Yu Chang, Fan Jianhua, Chen Yu, Shen Weihua, Zhang Yini, Li Ling, Wen Jiasheng, Chen Xiaoli
Department of Infection Management, Kunshan Integrated Traditional Chinese and Western Medicine Hospital, Suzhou, Jiangsu, China.
Department of Cardiology, Kunshan Hospital of Traditional Chinese Medicine, Suzhou, Jiangsu, China.
Medicine (Baltimore). 2026 Jan 30;105(5):e47493. doi: 10.1097/MD.0000000000047493.
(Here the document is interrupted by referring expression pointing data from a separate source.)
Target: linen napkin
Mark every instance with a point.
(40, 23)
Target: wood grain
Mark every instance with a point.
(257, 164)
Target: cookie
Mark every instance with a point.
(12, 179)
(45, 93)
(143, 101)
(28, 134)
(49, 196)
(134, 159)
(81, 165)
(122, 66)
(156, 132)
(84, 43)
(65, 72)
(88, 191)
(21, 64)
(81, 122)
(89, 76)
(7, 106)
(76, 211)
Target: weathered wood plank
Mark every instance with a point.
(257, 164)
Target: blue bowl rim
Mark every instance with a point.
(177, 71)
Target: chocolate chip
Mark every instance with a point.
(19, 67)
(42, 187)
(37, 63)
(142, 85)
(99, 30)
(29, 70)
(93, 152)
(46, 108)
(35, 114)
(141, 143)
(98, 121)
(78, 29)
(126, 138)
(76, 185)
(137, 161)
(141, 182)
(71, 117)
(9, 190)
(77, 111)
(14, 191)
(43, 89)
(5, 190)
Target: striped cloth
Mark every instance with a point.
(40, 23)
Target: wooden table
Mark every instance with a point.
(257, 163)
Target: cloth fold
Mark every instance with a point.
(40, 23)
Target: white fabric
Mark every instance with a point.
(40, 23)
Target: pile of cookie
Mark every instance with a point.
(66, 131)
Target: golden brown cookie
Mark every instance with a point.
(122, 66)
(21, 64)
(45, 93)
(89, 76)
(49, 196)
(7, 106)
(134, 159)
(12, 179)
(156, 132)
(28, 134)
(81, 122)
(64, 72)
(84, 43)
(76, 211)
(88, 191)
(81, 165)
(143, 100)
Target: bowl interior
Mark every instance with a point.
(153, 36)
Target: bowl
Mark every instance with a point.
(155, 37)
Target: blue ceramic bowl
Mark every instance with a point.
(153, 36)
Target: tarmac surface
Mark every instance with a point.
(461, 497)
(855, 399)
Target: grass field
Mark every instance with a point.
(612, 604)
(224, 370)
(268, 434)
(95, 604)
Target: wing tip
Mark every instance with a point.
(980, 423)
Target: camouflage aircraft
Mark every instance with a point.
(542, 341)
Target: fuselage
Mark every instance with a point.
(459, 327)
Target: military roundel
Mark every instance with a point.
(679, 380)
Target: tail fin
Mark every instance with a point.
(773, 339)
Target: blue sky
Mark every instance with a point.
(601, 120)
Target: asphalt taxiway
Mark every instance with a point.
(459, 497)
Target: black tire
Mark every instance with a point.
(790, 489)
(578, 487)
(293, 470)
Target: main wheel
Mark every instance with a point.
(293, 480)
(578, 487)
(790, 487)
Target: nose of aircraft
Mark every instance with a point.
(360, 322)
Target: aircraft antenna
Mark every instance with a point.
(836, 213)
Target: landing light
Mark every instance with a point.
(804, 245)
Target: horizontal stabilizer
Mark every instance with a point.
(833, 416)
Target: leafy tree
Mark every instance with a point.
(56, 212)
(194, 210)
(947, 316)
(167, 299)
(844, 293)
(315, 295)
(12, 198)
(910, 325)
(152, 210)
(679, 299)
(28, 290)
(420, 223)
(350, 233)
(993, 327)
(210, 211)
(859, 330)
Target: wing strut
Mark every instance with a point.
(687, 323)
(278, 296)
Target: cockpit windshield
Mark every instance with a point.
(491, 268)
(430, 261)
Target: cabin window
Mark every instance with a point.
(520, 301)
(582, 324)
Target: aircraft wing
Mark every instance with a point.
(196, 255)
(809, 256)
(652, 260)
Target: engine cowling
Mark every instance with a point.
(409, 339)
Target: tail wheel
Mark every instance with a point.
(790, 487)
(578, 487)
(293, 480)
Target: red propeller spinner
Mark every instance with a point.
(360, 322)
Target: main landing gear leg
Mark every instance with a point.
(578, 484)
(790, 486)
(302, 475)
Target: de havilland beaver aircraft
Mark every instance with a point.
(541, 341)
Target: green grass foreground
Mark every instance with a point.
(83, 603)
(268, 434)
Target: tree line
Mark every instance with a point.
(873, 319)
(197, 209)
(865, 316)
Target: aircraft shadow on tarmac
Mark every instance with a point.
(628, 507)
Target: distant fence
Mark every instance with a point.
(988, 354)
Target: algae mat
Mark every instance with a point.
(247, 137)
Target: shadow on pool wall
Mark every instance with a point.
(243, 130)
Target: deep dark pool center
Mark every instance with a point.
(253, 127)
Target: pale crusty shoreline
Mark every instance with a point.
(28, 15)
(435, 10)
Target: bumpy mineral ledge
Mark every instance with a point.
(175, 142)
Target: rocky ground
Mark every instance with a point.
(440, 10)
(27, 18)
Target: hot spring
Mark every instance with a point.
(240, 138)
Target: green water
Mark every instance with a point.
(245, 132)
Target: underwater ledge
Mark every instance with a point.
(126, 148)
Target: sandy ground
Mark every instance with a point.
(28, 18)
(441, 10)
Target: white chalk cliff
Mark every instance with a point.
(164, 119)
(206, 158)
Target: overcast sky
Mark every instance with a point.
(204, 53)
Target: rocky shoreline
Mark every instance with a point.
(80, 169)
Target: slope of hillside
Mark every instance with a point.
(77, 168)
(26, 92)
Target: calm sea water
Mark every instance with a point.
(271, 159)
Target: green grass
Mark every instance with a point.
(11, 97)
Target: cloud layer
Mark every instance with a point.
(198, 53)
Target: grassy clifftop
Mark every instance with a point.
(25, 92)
This study aimed to compare the effectiveness of 2 artificial intelligence (AI) models, ChatGPT 4o and DeepSeek, in responding to questions about infections associated with cardiovascular implantable electronic devices (CIED). The focus was on evaluating their accuracy and readability, which are critical for their use in clinical settings. A comparative analysis was conducted using 30 questions based on American Heart Association's guidelines for CIED-related infections. Each question was asked to both AI models under 2 conditions: once without additional context and once with guideline-based prompts. Accuracy was assessed using a 4-level grading scale by 2 cardiovascular experts. Readability was measured using the Flesch-Kincaid Grade score and word-count metrics. Without guideline prompts, ChatGPT 4o provided comprehensive answers for 24 out of 30 questions (80.00%), with 5 correct but incomplete answers (16.67%) and one partially correct answer (3.33%). DeepSeek also provided comprehensive answers for 24 questions (80.00%) but had 6 correct but incomplete answers (20.00%). With guideline prompts, ChatGPT 4o's comprehensive answer rate increased to 93.33% (28/30), while DeepSeek's rate rose to 90.00% (27/30). No significant difference in overall accuracy was found (P = .34). In terms of readability, ChatGPT 4o had a higher word count (859.10 ± 235.90) compared to DeepSeek (526.27 ± 100.45), with a statistically significant difference (P <.01). The Flesch-Kincaid Grade Score for ChatGPT 4o (15.40 ± 1.18) was higher than that of DeepSeek's (13.91 ± 1.42), indicating more complex responses (P <.01). With guidelines, both models showed reduced verbosity, with ChatGPT 4o's word-count dropping to (624.00 ± 249.01) and DeepSeek's to (549.43 ± 117.40); however, this change was not statistically significant (P = .13). Similarly, slight improvements in readability with guidelines were observed for both models, but these were not statistically significant (P = .11). Both AI models demonstrated the ability to provide accurate and clinically relevant information for managing CIED infections. The use of guideline-based prompts significantly improved the completeness of their responses. ChatGPT 4o provided more detailed answers, while DeepSeek produced more concise, potentially easier-to-understand outputs.
本研究旨在比较两种人工智能(AI)模型ChatGPT 4o和豆包在回答与心血管植入式电子设备(CIED)相关感染问题方面的有效性。重点是评估它们的准确性和可读性,这对其在临床环境中的应用至关重要。根据美国心脏协会关于CIED相关感染的指南,使用30个问题进行了对比分析。在两种情况下,分别向两个AI模型提出每个问题:一次无额外背景信息,一次有基于指南的提示。由两位心血管专家使用4级评分量表评估准确性。使用弗莱施-金凯德年级水平得分和单词计数指标来衡量可读性。在没有指南提示的情况下,ChatGPT 4o对30个问题中的24个提供了全面答案(80.00%),5个答案正确但不完整(16.67%),1个部分正确答案(3.33%)。豆包也对24个问题提供了全面答案(80.00%),但有6个答案正确但不完整(20.00%)。有指南提示时,ChatGPT 4o的全面答案率提高到93.33%(28/30),而豆包的全面答案率提高到90.00%(27/30)。未发现总体准确性有显著差异(P = 0.34)。在可读性方面,ChatGPT 4o的单词计数(859.10±235.90)高于豆包(526.27±100.45),差异具有统计学意义(P < 0.01)。ChatGPT 4o的弗莱施-金凯德年级水平得分(15.40±1.18)高于豆包(13.91±1.42),表明其回答更复杂(P < 0.01)。有指南时,两个模型的表述都有所简化,ChatGPT 4o的单词计数降至(624.00±249.01),豆包降至(549.43±117.40);然而,这种变化无统计学意义(P = 0.13)。同样,两个模型在有指南时可读性都略有提高,但无统计学意义(P = 0.11)。两种AI模型都展示了为管理CIED感染提供准确且与临床相关信息的能力。使用基于指南的提示显著提高了它们回答的完整性。ChatGPT 4o提供了更详细的答案,而豆包产生了更简洁、可能更易于理解的输出。